Ay lads. Smee, Patrick Cobbs. I'm luvin' the way these two foickin' feckholes wrote their posts today without truly acknowledging yours truly and the total arse-kicking I laid on them langer suckin' Raiders yesterdee. Thirty nine total yards and a foickin' touchdown's all I did! Nah, just totally ignore me, why don't ya. Ya foickin' gobshites. Sweet jaysus on the foickin' cross. Would it kill ya ta let peole knoo that me 10 yard touchdown run was what put us atop o' those foickin' Oakland geebags? Without me, there's no win. Ya foickin' flute playin' dingleberries!
Nah. Just go on talkin 'bout all the other players! Why should a leprechaun like me get any glory? I'm a foickin' wopper, I am.
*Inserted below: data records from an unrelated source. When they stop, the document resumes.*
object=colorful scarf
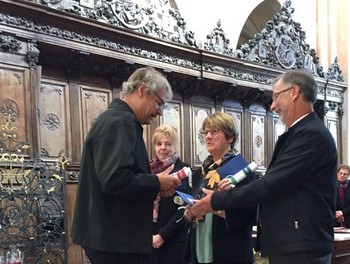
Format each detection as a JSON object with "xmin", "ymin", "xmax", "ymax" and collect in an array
[
  {"xmin": 150, "ymin": 152, "xmax": 179, "ymax": 223},
  {"xmin": 201, "ymin": 151, "xmax": 235, "ymax": 190},
  {"xmin": 338, "ymin": 180, "xmax": 348, "ymax": 208}
]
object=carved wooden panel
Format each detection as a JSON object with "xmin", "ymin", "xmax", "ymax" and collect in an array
[
  {"xmin": 191, "ymin": 104, "xmax": 213, "ymax": 168},
  {"xmin": 250, "ymin": 113, "xmax": 266, "ymax": 168},
  {"xmin": 80, "ymin": 86, "xmax": 112, "ymax": 141},
  {"xmin": 224, "ymin": 108, "xmax": 243, "ymax": 154},
  {"xmin": 161, "ymin": 101, "xmax": 184, "ymax": 157},
  {"xmin": 325, "ymin": 115, "xmax": 340, "ymax": 150},
  {"xmin": 0, "ymin": 65, "xmax": 29, "ymax": 144},
  {"xmin": 38, "ymin": 79, "xmax": 71, "ymax": 159},
  {"xmin": 273, "ymin": 115, "xmax": 286, "ymax": 146},
  {"xmin": 143, "ymin": 124, "xmax": 152, "ymax": 159}
]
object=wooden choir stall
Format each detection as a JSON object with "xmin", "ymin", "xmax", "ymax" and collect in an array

This team be foickin' banjaxed without ol' Patrick Cobbs.
But ya jus' keep on wroitin' 'bout Teddy Ginn, that foickin' knobjockey. And ya jus' keep on wroitin' 'bout that foickin' fannyball lookin' Chad Pennington. I'll jus' keep on doin' me thing. Mainly giving the other team a good clatter in the clackers and a mug o' warm badger's milk til they drop their cosbies.
Ya bombay shitehawks! The both of yas!